= Gao Ming =

Chinese poet and playwright (c.1305–1370)

Gao Ming (高明 (Gāo Míng, Kao Ming); c. 1305 – 1370), also known as Kao Ming, Gao Zecheng, and the Cabbage Root Taoist, was a Chinese poet and playwright during the Yuan Dynasty.

Gao was born and grew up in Wenzhou. In 1345, needing to find a way to support his widowed mother, he sat and passed the Imperial Examinations and was given a post in Zhejiang (Chouzhou) as a minor district official. In this capacity he served under the writer Su Tianjue, and helped edit some of Su's work. From 1348 to 1351, Gao was involved in suppressing the Red Turban Rebellion, taking military action against the early Han rebel Fang Guozhen. After Fang's defeat, Gao was given a post as assessor of Shaoxing. Fang later attempted to employ Gao as a teacher, an offer which Gao politely declined.

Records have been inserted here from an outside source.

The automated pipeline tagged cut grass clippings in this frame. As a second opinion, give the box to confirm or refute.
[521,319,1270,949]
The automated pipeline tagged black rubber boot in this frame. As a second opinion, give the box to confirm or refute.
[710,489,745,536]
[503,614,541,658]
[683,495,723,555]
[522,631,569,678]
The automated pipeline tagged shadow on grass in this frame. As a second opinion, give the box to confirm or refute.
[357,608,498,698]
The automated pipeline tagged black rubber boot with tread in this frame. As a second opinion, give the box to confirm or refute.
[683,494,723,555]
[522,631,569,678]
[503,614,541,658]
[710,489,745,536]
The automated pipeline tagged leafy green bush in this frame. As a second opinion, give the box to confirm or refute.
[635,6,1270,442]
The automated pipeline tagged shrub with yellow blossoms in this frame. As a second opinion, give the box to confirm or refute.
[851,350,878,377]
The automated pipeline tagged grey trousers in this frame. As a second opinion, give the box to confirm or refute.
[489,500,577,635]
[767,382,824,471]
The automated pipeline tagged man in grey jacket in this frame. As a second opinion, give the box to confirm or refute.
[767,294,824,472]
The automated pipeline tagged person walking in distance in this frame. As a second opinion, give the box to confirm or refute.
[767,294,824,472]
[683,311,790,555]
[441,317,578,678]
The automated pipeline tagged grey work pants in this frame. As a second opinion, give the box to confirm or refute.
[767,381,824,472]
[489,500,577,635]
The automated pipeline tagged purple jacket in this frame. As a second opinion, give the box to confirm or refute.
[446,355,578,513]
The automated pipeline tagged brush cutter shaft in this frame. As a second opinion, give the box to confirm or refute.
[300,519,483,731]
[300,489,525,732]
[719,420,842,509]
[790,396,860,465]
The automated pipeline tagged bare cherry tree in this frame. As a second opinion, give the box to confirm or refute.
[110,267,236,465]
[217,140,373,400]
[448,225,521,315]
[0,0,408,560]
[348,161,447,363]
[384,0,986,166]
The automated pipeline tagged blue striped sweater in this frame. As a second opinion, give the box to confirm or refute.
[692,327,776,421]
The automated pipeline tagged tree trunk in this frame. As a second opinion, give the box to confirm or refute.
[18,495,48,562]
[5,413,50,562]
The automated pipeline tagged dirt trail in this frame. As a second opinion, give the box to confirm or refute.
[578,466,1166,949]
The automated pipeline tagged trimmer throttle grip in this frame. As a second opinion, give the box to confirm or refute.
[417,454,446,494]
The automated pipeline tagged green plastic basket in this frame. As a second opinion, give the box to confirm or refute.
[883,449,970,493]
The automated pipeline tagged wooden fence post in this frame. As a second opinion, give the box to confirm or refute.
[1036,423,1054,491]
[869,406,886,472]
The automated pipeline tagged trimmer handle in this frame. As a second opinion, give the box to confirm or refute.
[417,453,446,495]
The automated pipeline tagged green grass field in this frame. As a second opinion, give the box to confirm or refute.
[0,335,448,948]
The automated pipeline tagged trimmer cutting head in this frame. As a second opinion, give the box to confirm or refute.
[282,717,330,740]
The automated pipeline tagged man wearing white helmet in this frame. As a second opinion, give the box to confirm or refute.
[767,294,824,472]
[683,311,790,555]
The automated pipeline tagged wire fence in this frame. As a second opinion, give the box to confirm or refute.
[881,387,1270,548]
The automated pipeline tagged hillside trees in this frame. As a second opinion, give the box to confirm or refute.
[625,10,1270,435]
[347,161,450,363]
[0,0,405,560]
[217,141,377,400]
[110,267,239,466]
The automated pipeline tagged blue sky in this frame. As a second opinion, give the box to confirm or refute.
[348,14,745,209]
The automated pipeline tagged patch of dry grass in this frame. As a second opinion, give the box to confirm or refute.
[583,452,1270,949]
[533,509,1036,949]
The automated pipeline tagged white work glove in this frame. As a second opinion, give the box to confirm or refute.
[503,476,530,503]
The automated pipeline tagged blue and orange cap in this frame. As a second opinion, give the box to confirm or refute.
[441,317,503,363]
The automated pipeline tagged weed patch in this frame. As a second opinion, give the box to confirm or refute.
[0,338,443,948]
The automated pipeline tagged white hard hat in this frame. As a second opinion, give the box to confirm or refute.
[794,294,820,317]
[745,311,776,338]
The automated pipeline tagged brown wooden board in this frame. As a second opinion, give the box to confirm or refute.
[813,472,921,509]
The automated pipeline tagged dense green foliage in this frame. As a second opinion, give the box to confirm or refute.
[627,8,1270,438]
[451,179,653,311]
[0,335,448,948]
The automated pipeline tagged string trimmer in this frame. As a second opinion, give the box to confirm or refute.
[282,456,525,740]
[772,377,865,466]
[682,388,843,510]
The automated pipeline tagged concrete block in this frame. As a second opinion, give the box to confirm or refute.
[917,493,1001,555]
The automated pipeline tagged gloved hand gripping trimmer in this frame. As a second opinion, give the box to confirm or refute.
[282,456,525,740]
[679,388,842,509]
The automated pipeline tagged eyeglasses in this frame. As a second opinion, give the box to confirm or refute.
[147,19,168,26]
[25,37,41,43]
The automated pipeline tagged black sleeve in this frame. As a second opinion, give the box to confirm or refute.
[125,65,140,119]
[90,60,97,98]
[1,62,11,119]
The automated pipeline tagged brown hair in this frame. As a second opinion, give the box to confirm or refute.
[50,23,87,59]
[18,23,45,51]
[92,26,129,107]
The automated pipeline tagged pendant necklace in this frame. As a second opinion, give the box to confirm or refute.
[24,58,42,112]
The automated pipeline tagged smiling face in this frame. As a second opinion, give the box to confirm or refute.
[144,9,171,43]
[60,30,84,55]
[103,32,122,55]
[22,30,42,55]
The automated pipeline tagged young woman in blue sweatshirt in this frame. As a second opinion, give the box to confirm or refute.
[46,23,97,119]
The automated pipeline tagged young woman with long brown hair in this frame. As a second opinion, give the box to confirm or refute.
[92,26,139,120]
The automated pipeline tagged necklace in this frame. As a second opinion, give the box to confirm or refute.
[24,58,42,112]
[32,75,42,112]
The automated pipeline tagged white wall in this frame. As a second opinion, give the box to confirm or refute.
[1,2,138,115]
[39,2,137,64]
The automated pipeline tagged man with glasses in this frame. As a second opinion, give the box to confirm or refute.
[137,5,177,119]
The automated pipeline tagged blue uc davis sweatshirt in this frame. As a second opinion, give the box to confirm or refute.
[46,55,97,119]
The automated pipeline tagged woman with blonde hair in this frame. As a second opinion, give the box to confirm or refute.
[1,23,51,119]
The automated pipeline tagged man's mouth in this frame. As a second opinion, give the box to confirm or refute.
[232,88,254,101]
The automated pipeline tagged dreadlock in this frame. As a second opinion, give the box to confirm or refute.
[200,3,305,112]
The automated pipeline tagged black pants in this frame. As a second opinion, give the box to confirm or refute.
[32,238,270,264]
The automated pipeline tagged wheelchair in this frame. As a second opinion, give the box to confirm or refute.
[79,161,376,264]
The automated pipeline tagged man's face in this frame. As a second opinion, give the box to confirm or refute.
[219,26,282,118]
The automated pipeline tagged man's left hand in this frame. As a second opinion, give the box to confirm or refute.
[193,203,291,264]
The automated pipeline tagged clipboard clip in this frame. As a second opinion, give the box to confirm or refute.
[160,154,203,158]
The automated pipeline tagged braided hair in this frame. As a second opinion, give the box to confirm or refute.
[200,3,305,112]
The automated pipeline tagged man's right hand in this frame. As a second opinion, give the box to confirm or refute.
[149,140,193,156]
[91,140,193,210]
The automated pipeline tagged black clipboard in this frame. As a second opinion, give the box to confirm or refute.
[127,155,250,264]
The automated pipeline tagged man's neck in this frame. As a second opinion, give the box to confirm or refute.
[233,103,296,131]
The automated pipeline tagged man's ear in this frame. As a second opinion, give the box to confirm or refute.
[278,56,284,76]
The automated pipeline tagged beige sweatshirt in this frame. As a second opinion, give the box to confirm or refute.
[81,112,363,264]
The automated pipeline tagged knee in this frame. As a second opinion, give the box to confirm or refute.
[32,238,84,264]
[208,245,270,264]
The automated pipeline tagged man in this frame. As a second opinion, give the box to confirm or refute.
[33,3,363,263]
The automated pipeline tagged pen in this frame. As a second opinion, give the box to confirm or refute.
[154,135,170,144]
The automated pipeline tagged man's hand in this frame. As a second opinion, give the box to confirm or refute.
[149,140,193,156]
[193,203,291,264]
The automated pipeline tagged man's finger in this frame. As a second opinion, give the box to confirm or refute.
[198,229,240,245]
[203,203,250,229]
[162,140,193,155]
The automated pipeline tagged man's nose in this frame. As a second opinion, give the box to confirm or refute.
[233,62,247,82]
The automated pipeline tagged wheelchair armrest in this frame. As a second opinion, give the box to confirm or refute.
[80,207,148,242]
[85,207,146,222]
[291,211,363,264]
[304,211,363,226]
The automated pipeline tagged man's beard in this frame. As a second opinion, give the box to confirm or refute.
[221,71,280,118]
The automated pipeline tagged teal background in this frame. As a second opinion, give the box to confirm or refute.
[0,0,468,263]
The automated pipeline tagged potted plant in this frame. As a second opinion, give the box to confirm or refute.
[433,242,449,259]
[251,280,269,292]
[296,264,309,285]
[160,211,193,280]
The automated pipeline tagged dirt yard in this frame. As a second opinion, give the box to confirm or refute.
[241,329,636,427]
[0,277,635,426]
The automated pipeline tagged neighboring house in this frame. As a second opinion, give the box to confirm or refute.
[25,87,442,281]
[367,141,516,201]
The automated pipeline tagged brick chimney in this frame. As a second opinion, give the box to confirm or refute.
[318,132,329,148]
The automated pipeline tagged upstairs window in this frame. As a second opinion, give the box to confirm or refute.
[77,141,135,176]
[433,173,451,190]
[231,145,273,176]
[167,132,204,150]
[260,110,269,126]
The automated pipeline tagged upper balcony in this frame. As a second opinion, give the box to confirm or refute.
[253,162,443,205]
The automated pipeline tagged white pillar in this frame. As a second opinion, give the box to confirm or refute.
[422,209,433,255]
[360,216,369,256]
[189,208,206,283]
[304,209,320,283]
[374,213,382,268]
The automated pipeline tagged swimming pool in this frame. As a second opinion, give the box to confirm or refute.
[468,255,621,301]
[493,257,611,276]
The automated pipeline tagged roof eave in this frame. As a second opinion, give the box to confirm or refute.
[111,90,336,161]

Dissatisfied with the civil service, he retired in 1356 and moved to Ningbo (Yinxian) to write for the theatre, focussing on the nanxi genre. His friend Liu Ji attempted to draw him out of retirement by persuading the Hongwu Emperor to involve Gao in the writing of the official history of the Yuan; Gao, however, declined, citing mental illness.

==Tale of the Pipa==
Gao's most famous work, and the only one of his plays still extant, is Tale of the Pipa (Pipa ji 琵琶记; also translated as The Story of the Lute or The Lute). A complete English language translation appeared in 1980.

In 1946 an adaptation of Tale of the Pipa, entitled Lute Song, was produced on Broadway. It starred Yul Brynner and Mary Martin.